If the list of excluded names is finished the rest of the library is searched
sequentially. The list of entry names must be in the same order as those in the
library (ie sorted alphabetically).
Searching a whole library using a PIR format file is performed by reading it
sequentially. If as list of entry names is used it must be in the same order as
the entries in the library file.
---------------------------------------------------------------------------
Section IV Installation guide
-----------------------------
EMBL CDROM
The data can be left on the cdrom or copied to hard disk. The files
staden.login and staden.profile source the file $STADTABL/libraries.config.csh
and $STADTABL/libraries.config.sh respectively. Refer to this file to see what
is required to install, add or move a sequence library that you want to be used
by the programs.
Other libraries (PIR, Genbank, EMBL updates)

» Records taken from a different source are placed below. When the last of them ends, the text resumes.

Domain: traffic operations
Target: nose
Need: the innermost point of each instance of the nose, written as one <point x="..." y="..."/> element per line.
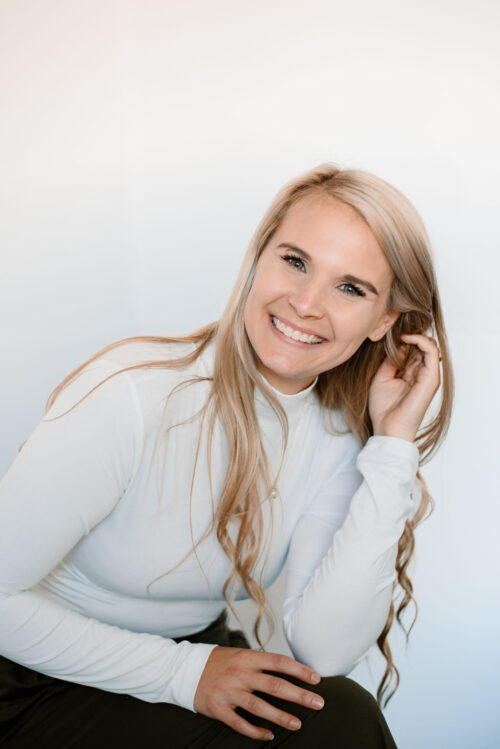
<point x="307" y="301"/>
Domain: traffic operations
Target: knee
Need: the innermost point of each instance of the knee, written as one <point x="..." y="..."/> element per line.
<point x="352" y="713"/>
<point x="344" y="691"/>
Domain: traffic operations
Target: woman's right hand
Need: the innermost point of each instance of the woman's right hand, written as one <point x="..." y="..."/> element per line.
<point x="230" y="677"/>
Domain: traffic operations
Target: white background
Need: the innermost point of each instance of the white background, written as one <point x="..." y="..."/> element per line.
<point x="141" y="142"/>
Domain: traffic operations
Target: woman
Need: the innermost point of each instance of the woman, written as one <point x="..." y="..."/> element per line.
<point x="289" y="432"/>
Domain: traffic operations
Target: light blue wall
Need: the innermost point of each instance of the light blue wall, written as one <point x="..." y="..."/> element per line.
<point x="140" y="143"/>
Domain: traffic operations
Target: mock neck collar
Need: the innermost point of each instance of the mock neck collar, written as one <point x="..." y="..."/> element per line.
<point x="291" y="403"/>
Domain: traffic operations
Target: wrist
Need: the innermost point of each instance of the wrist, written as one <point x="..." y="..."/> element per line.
<point x="400" y="434"/>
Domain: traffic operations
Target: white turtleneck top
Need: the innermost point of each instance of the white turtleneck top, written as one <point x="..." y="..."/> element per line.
<point x="96" y="506"/>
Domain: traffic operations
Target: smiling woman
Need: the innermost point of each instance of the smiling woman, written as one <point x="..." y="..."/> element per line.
<point x="310" y="392"/>
<point x="309" y="293"/>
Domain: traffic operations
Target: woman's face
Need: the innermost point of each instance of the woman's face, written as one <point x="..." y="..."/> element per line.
<point x="322" y="274"/>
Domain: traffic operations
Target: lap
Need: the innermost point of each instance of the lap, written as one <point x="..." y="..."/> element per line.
<point x="35" y="709"/>
<point x="81" y="717"/>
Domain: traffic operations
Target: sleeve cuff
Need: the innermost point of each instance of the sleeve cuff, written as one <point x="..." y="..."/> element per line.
<point x="182" y="687"/>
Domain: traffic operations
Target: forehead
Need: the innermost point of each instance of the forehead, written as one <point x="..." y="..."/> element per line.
<point x="333" y="233"/>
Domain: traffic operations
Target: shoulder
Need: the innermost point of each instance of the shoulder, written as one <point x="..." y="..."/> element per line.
<point x="130" y="370"/>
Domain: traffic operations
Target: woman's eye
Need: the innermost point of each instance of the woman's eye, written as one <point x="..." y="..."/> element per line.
<point x="294" y="259"/>
<point x="357" y="290"/>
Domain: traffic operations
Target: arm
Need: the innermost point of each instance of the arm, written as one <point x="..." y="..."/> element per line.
<point x="341" y="562"/>
<point x="67" y="478"/>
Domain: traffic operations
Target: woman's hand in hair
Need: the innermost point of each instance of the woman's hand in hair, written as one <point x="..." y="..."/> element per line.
<point x="232" y="675"/>
<point x="397" y="405"/>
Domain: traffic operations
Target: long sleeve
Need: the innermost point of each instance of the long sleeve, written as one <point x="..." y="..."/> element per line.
<point x="341" y="561"/>
<point x="69" y="475"/>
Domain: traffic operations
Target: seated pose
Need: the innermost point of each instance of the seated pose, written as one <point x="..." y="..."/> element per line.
<point x="171" y="476"/>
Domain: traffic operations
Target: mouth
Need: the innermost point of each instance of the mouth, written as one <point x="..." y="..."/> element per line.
<point x="292" y="335"/>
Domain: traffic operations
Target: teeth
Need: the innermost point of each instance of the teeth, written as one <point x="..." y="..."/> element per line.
<point x="291" y="333"/>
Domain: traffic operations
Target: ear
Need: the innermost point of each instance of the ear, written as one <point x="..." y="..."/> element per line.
<point x="384" y="324"/>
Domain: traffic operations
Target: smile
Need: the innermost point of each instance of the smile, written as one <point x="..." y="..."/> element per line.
<point x="293" y="334"/>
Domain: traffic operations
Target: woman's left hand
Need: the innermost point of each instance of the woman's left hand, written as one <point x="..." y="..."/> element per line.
<point x="397" y="405"/>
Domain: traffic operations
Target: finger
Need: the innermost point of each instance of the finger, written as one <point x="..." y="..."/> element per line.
<point x="286" y="665"/>
<point x="427" y="346"/>
<point x="257" y="706"/>
<point x="425" y="343"/>
<point x="240" y="725"/>
<point x="286" y="690"/>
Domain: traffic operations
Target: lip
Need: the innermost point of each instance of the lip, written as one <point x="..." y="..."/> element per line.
<point x="291" y="341"/>
<point x="296" y="327"/>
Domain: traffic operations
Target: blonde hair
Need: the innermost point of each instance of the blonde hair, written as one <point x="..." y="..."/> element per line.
<point x="414" y="294"/>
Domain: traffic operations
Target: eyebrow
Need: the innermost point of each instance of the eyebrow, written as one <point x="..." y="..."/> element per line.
<point x="347" y="277"/>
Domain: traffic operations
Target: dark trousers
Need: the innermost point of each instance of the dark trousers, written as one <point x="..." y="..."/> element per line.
<point x="40" y="710"/>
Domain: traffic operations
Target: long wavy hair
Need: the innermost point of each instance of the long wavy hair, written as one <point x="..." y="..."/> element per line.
<point x="414" y="294"/>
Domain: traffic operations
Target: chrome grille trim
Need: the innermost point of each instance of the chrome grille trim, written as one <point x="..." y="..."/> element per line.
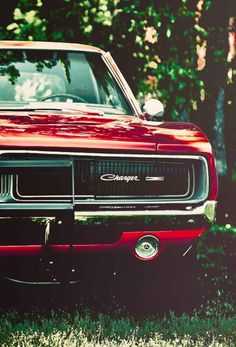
<point x="88" y="199"/>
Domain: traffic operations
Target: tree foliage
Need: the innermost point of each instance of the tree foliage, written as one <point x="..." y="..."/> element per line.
<point x="153" y="42"/>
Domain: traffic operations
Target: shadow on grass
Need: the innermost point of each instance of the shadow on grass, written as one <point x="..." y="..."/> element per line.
<point x="217" y="278"/>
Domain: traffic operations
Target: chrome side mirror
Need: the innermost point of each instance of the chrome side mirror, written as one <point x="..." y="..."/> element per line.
<point x="153" y="108"/>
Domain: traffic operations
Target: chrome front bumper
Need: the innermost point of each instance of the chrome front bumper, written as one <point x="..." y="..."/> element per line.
<point x="177" y="218"/>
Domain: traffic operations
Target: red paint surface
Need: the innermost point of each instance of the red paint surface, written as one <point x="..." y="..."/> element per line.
<point x="125" y="243"/>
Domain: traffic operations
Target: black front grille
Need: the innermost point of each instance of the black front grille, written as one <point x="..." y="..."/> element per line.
<point x="75" y="179"/>
<point x="122" y="178"/>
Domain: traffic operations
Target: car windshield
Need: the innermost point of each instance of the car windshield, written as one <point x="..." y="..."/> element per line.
<point x="29" y="76"/>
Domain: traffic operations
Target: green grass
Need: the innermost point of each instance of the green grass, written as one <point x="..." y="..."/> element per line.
<point x="214" y="325"/>
<point x="211" y="325"/>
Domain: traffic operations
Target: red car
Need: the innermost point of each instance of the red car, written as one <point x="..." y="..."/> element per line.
<point x="92" y="188"/>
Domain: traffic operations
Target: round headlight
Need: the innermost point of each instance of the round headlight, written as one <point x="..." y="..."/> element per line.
<point x="147" y="247"/>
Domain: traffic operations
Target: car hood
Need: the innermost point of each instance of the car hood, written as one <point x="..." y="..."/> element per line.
<point x="44" y="130"/>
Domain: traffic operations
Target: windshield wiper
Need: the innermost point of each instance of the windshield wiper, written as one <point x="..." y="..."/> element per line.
<point x="52" y="106"/>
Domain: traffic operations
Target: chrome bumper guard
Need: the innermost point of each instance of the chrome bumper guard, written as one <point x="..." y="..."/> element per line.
<point x="191" y="216"/>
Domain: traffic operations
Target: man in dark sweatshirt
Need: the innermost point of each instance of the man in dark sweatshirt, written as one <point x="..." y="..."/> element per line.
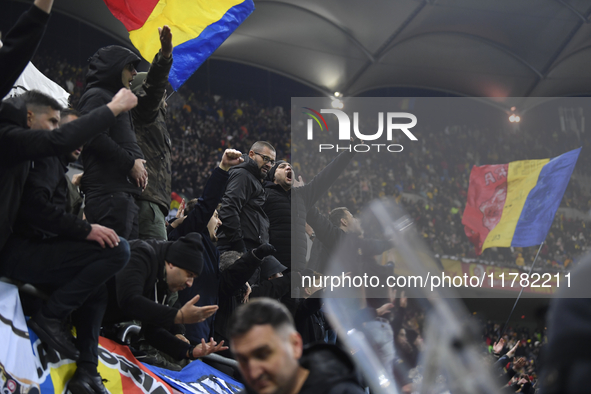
<point x="245" y="225"/>
<point x="20" y="142"/>
<point x="62" y="254"/>
<point x="271" y="357"/>
<point x="114" y="172"/>
<point x="157" y="269"/>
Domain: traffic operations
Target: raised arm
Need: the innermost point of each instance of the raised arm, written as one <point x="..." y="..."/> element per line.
<point x="18" y="144"/>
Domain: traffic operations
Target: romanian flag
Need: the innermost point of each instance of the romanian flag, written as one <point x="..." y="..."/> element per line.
<point x="198" y="28"/>
<point x="514" y="204"/>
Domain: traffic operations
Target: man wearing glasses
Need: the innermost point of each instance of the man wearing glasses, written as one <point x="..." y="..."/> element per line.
<point x="245" y="225"/>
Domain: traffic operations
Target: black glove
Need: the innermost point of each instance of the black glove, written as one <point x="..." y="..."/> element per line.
<point x="263" y="251"/>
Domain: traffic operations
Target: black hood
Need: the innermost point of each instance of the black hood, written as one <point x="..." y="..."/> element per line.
<point x="251" y="166"/>
<point x="106" y="65"/>
<point x="328" y="366"/>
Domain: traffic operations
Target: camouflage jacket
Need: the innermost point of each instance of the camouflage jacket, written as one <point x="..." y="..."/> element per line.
<point x="149" y="119"/>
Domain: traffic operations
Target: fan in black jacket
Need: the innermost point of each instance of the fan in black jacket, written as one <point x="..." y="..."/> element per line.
<point x="157" y="269"/>
<point x="288" y="226"/>
<point x="19" y="144"/>
<point x="244" y="223"/>
<point x="114" y="170"/>
<point x="61" y="253"/>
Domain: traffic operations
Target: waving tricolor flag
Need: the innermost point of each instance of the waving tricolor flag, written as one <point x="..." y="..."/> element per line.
<point x="514" y="204"/>
<point x="198" y="28"/>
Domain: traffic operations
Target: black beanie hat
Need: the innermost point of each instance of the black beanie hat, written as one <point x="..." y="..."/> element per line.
<point x="270" y="267"/>
<point x="271" y="173"/>
<point x="187" y="253"/>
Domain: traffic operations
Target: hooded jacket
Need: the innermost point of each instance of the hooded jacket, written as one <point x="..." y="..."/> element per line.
<point x="331" y="371"/>
<point x="288" y="225"/>
<point x="19" y="144"/>
<point x="140" y="292"/>
<point x="149" y="118"/>
<point x="242" y="215"/>
<point x="110" y="156"/>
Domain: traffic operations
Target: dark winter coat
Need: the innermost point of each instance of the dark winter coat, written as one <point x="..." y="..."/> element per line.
<point x="110" y="156"/>
<point x="140" y="292"/>
<point x="310" y="321"/>
<point x="43" y="210"/>
<point x="276" y="288"/>
<point x="19" y="144"/>
<point x="242" y="215"/>
<point x="19" y="46"/>
<point x="149" y="120"/>
<point x="288" y="227"/>
<point x="207" y="285"/>
<point x="331" y="372"/>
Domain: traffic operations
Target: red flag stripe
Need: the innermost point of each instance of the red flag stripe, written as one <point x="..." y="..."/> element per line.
<point x="132" y="13"/>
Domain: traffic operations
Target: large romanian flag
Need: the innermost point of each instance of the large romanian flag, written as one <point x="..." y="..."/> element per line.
<point x="514" y="204"/>
<point x="198" y="28"/>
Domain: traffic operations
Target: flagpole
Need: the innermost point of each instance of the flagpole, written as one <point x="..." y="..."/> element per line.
<point x="521" y="292"/>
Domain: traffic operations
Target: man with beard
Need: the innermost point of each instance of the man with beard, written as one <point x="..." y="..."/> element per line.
<point x="272" y="360"/>
<point x="62" y="254"/>
<point x="213" y="283"/>
<point x="245" y="225"/>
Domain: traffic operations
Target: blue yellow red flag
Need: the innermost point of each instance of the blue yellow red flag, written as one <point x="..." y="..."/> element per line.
<point x="198" y="28"/>
<point x="514" y="204"/>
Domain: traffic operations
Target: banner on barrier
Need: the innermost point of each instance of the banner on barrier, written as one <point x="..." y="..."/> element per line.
<point x="199" y="378"/>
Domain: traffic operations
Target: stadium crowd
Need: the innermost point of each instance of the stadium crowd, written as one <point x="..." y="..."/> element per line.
<point x="249" y="226"/>
<point x="432" y="185"/>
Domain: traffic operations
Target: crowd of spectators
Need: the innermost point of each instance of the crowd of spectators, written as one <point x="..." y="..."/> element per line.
<point x="431" y="182"/>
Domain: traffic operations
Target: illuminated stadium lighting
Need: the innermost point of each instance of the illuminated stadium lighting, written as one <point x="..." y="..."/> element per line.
<point x="514" y="118"/>
<point x="338" y="104"/>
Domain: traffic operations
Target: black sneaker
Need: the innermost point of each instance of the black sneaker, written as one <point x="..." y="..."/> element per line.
<point x="84" y="382"/>
<point x="54" y="334"/>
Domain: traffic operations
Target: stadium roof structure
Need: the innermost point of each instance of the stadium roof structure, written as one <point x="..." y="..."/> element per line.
<point x="484" y="48"/>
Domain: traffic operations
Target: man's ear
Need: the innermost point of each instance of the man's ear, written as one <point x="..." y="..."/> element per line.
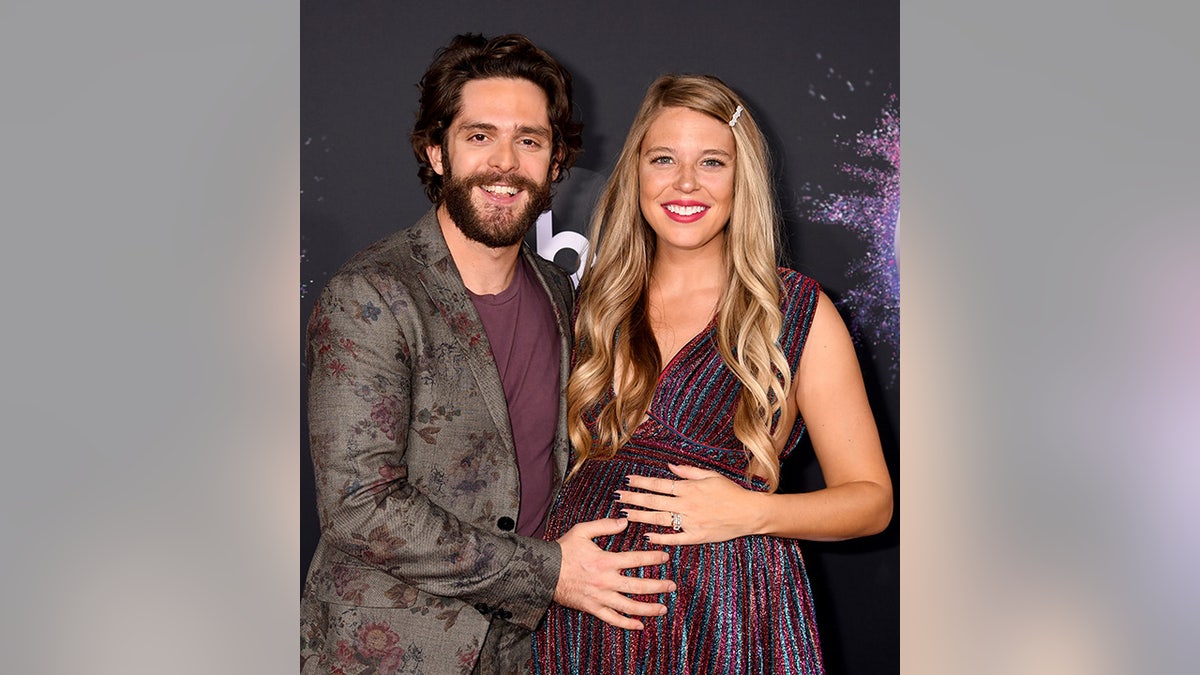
<point x="435" y="155"/>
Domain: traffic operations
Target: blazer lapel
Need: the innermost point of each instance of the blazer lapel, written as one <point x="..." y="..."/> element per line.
<point x="442" y="281"/>
<point x="559" y="300"/>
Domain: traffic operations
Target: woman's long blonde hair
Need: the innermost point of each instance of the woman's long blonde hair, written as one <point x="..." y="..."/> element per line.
<point x="613" y="320"/>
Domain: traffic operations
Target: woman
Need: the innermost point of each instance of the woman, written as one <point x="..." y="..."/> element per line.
<point x="699" y="365"/>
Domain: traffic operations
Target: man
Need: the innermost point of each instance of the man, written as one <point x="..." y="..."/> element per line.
<point x="436" y="408"/>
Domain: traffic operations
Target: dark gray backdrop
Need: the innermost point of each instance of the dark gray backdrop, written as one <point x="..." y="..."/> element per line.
<point x="815" y="77"/>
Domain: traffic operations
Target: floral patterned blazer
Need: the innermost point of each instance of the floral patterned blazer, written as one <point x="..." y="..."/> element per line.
<point x="415" y="471"/>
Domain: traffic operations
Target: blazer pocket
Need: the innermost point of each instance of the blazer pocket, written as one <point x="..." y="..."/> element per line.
<point x="364" y="586"/>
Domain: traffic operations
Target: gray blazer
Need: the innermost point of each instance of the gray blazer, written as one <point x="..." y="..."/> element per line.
<point x="415" y="471"/>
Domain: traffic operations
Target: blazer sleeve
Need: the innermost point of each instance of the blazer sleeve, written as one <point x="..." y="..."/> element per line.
<point x="359" y="408"/>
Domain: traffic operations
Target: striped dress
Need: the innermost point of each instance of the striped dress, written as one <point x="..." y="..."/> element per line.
<point x="742" y="605"/>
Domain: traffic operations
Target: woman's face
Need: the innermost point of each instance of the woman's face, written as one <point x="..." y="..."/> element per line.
<point x="685" y="178"/>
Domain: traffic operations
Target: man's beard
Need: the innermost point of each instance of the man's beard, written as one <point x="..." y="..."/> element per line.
<point x="497" y="227"/>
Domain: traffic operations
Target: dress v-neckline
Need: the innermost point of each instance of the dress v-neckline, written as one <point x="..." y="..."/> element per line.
<point x="687" y="347"/>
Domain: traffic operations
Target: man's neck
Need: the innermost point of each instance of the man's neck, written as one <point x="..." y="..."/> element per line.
<point x="485" y="270"/>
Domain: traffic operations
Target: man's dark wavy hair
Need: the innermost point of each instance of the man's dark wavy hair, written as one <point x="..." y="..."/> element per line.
<point x="472" y="57"/>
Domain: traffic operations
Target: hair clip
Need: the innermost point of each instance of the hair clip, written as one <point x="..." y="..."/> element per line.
<point x="737" y="114"/>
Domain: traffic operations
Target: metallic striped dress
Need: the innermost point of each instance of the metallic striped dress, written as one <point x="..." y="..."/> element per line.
<point x="742" y="605"/>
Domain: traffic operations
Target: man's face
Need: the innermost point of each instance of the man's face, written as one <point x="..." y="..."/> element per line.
<point x="496" y="160"/>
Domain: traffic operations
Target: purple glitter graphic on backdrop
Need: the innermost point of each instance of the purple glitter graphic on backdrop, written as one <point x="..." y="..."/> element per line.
<point x="874" y="304"/>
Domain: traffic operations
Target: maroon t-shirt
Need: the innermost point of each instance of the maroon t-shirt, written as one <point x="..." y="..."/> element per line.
<point x="520" y="324"/>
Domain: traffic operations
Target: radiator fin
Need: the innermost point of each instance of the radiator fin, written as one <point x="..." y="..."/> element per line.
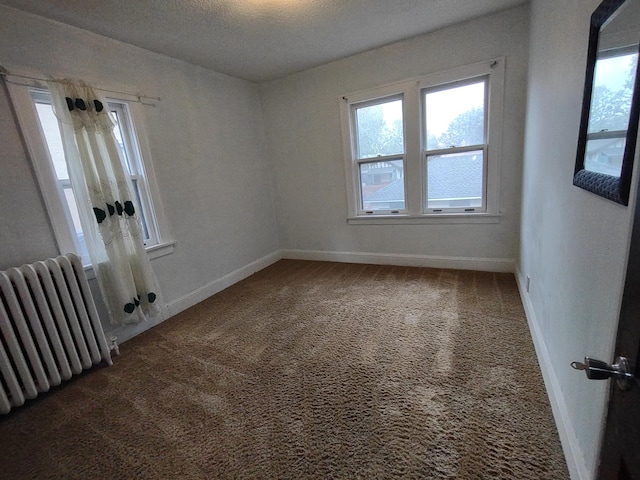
<point x="49" y="328"/>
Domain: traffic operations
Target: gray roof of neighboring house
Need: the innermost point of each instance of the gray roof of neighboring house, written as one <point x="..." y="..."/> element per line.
<point x="449" y="177"/>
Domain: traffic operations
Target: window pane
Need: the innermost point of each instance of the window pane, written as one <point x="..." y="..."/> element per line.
<point x="454" y="117"/>
<point x="382" y="185"/>
<point x="51" y="131"/>
<point x="75" y="217"/>
<point x="143" y="219"/>
<point x="611" y="99"/>
<point x="605" y="155"/>
<point x="380" y="129"/>
<point x="455" y="180"/>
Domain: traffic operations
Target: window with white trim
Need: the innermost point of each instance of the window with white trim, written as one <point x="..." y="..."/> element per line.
<point x="43" y="137"/>
<point x="426" y="148"/>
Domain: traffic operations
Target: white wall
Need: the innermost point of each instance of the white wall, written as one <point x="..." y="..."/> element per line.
<point x="206" y="138"/>
<point x="302" y="120"/>
<point x="573" y="243"/>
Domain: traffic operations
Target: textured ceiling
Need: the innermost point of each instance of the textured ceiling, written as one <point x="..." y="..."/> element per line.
<point x="260" y="40"/>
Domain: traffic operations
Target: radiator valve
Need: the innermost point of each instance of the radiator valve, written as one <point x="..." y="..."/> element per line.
<point x="114" y="346"/>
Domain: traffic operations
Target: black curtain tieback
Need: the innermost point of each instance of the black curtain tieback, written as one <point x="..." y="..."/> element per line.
<point x="81" y="105"/>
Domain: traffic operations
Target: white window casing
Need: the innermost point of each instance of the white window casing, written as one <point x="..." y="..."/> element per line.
<point x="24" y="98"/>
<point x="415" y="151"/>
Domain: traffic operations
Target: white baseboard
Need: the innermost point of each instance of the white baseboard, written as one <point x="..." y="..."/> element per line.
<point x="572" y="452"/>
<point x="221" y="283"/>
<point x="126" y="332"/>
<point x="174" y="307"/>
<point x="461" y="263"/>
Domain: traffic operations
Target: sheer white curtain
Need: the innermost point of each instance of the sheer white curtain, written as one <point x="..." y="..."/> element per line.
<point x="111" y="226"/>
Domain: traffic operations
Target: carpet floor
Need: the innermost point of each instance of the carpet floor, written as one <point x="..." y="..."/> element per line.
<point x="309" y="370"/>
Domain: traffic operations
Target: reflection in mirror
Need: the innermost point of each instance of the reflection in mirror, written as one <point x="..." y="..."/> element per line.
<point x="610" y="115"/>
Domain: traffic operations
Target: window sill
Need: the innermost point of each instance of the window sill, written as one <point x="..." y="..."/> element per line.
<point x="154" y="251"/>
<point x="434" y="219"/>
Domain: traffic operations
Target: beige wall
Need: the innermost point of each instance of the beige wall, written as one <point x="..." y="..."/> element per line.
<point x="573" y="244"/>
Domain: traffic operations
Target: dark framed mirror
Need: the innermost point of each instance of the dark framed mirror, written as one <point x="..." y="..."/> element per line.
<point x="610" y="106"/>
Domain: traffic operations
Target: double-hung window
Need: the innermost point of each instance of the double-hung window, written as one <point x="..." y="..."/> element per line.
<point x="380" y="155"/>
<point x="426" y="149"/>
<point x="42" y="133"/>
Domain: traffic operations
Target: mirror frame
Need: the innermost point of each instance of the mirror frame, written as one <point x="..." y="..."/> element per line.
<point x="608" y="186"/>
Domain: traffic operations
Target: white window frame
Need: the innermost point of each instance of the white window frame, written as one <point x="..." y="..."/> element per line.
<point x="159" y="243"/>
<point x="411" y="91"/>
<point x="386" y="158"/>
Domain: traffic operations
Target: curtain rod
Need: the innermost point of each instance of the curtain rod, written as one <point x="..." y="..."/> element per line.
<point x="5" y="73"/>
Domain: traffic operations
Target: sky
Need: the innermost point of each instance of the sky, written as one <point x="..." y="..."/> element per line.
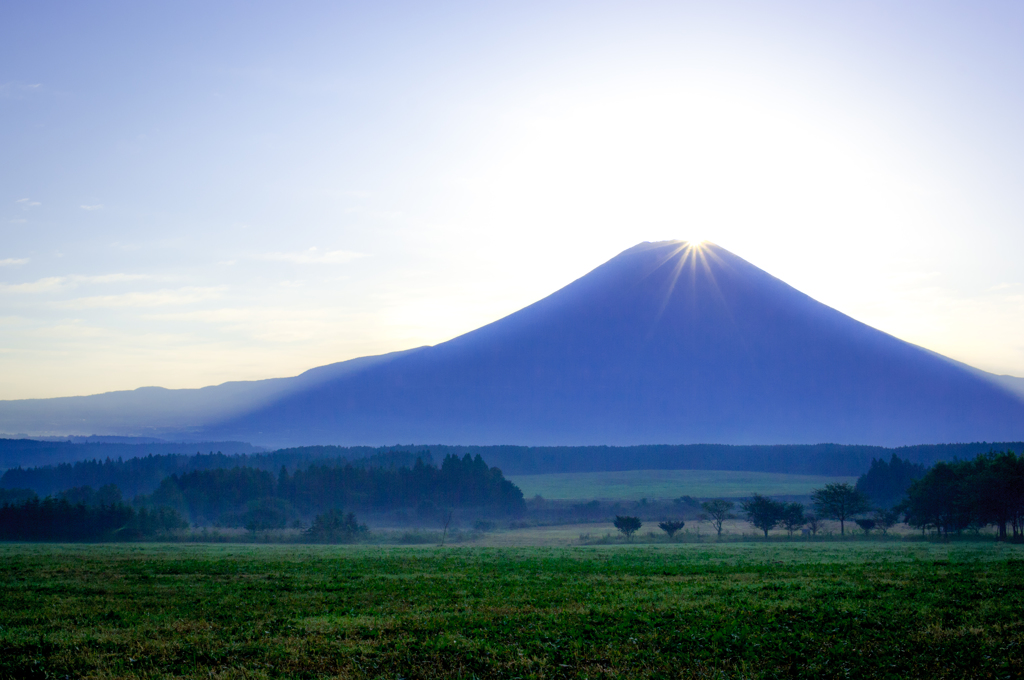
<point x="193" y="193"/>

Create the indexes then edit the files that tell the programs where the data is
stored. The files staden.login and staden.profile source the file
$STADTABL/libraries.config Refer to this file to see what is required to
install, add or move a sequence library that you want to be used by the
programs.
------------------------------------------------------------------------------
Section V New feature table handling facilities
-----------------------------------------------
As mentioned above EMBL and GenBank have recently introduced new feature tables
for annotating the sequences. They are a great improvement on the previous ones
and, among other things, now permit correct translation of spliced genes.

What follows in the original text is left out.